DESCRIPTION (provided by applicant): This project will elucidate antidepressant-induced changes on signal transduction in sensory and affective brain circuitry mediating neuropathic pain. Neuropathic pain is a chronic condition characterized by both sensory deficits (mechanical and cold allodynia, thermal hyperalgesia) and mood disorders (anxiety and depression). Most drugs used to treat the pain-like symptoms of this disorder have low efficacy, carry major side-effects and in the case of opioids may lead to debilitating physical addiction. Thus, there is a pressing need for the development of more efficacious and better tolerated medications for treating chronic neuropathic pain. Tricyclic antidepressants and the selective, serotonin/norepinephrine reuptake inhibitors contain both antiallodynic and antidepressant properties. However, their chronic use is also accompanied by severe adverse effects. Understanding the cellular mechanisms mediating the actions of TCAs and SNRIs will facilitate the development of novel and more efficacious medications for the treatment of neuropathic pain. Preliminary findings from our laboratory indicate that RGS9-2, a potent regulator of striatal GPCR signaling amplitude and desensitization, plays a potent, modulatory role in the antiallodynic and antidepressant actions of TCAs. We will use genetic mouse models and gene transfer approaches to test our hypothesis that RGS9-2 in the NAc negatively regulates the actions of TCAs and SNRIs in neuropathic pain models. In addition, we will use biochemical and molecular biological approaches to test our hypotheses on both the critical RGS9-2 protein-protein interactions modulating the effects of TCA and SNRI and the long-term epigenetic changes downstream of RGS9-2 in response to TCA and SNRI treatment. Finally, we will characterize antidepressant-induced and RGS9-2 modulated global gene regulation using RNA-sequencing in models of neuropathic pain. Our findings will clarify the mechanism by which GPCR signaling machinery in NAc modulates the effects of antidepressant drugs on the sensory and affective symptoms of neuropathic pain.

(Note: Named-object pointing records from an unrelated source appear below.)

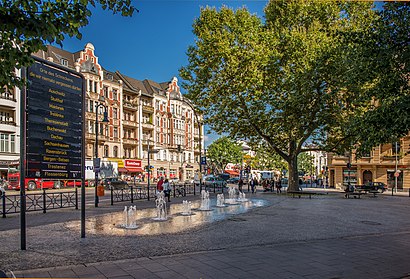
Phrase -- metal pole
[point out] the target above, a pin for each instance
(82, 168)
(395, 173)
(96, 157)
(149, 170)
(23, 136)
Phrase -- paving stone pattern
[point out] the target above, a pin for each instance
(323, 237)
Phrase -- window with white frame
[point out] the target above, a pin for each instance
(115, 151)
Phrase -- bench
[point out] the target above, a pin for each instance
(353, 194)
(300, 193)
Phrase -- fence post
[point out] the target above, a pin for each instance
(132, 195)
(44, 200)
(76, 197)
(3, 198)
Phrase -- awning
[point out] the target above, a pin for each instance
(232, 172)
(135, 169)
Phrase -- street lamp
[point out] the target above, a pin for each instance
(105, 120)
(200, 129)
(149, 151)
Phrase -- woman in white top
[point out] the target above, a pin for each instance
(167, 189)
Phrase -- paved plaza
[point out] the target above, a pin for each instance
(326, 236)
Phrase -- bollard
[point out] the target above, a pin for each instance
(3, 198)
(44, 200)
(76, 197)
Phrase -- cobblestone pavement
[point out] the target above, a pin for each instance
(327, 236)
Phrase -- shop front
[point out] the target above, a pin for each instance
(131, 170)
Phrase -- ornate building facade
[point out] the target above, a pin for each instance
(145, 119)
(387, 163)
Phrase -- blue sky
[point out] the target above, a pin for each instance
(151, 44)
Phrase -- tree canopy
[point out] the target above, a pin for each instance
(388, 53)
(293, 79)
(26, 26)
(224, 151)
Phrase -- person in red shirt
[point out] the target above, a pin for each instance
(160, 188)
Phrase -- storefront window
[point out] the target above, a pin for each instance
(349, 176)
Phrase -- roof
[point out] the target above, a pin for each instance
(131, 84)
(58, 55)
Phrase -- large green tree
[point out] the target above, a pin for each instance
(388, 52)
(289, 80)
(223, 151)
(26, 26)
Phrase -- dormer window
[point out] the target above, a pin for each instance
(64, 62)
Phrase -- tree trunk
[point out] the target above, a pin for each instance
(293, 182)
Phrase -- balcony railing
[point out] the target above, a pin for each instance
(148, 108)
(130, 141)
(129, 105)
(8, 122)
(129, 123)
(147, 125)
(7, 97)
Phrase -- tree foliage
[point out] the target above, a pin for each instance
(292, 79)
(388, 52)
(223, 151)
(26, 26)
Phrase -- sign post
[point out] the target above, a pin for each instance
(54, 119)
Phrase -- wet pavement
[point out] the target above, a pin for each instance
(278, 237)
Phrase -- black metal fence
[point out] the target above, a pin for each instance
(39, 201)
(134, 193)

描述（由申请人提供）：该项目将阐明抗抑郁药引起的感觉和情感脑回路信号转导的变化，介导神经性疼痛。神经性疼痛是一种慢性疾病，其特征是感觉缺陷（机械性和冷性异常性疼痛、热痛觉过敏）和情绪障碍（焦虑和抑郁）。大多数用于治疗这种疾病的疼痛样症状的药物疗效都很差，并且具有严重的副作用，对于阿片类药物来说，可能会导致身体成瘾。因此，迫切需要开发更有效且耐受性更好的药物来治疗慢性神经性疼痛。三环类抗抑郁药和选择性血清素/去甲肾上腺素再摄取抑制剂具有抗异常疼痛和抗抑郁特性。然而，长期使用它们也会伴随严重的副作用。了解介导 TCA 和 SNRI 作用的细胞机制将有助于开发用于治疗神经性疼痛的新型且更有效的药物。我们实验室的初步研究结果表明，RGS9-2 是纹状体的有效调节剂。 GPCR 信号振幅和脱敏在 TCA 的抗异常疼痛和抗抑郁作用中发挥有效的调节作用。我们将使用遗传小鼠模型和基因转移方法来检验我们的假设，即 NAc 中的 RGS9-2 负向调节神经病理性疼痛模型中 TCA 和 SNRI 的作用。此外，我们将使用生化和分子生物学方法来测试我们的假设，即关键的 RGS9-2 蛋白质-蛋白质相互作用调节 TCA 和 SNRI 的影响，以及 RGS9-2 下游响应 TCA 和 SNRI 的长期表观遗传变化。 SNRI治疗。最后，我们将在神经性疼痛模型中使用 RNA 测序来表征抗抑郁药诱导的和 RGS9-2 调节的全局基因调控。我们的研究结果将阐明 NAc 中的 GPCR 信号机制调节抗抑郁药物对神经性疼痛的感觉和情感症状的影响的机制。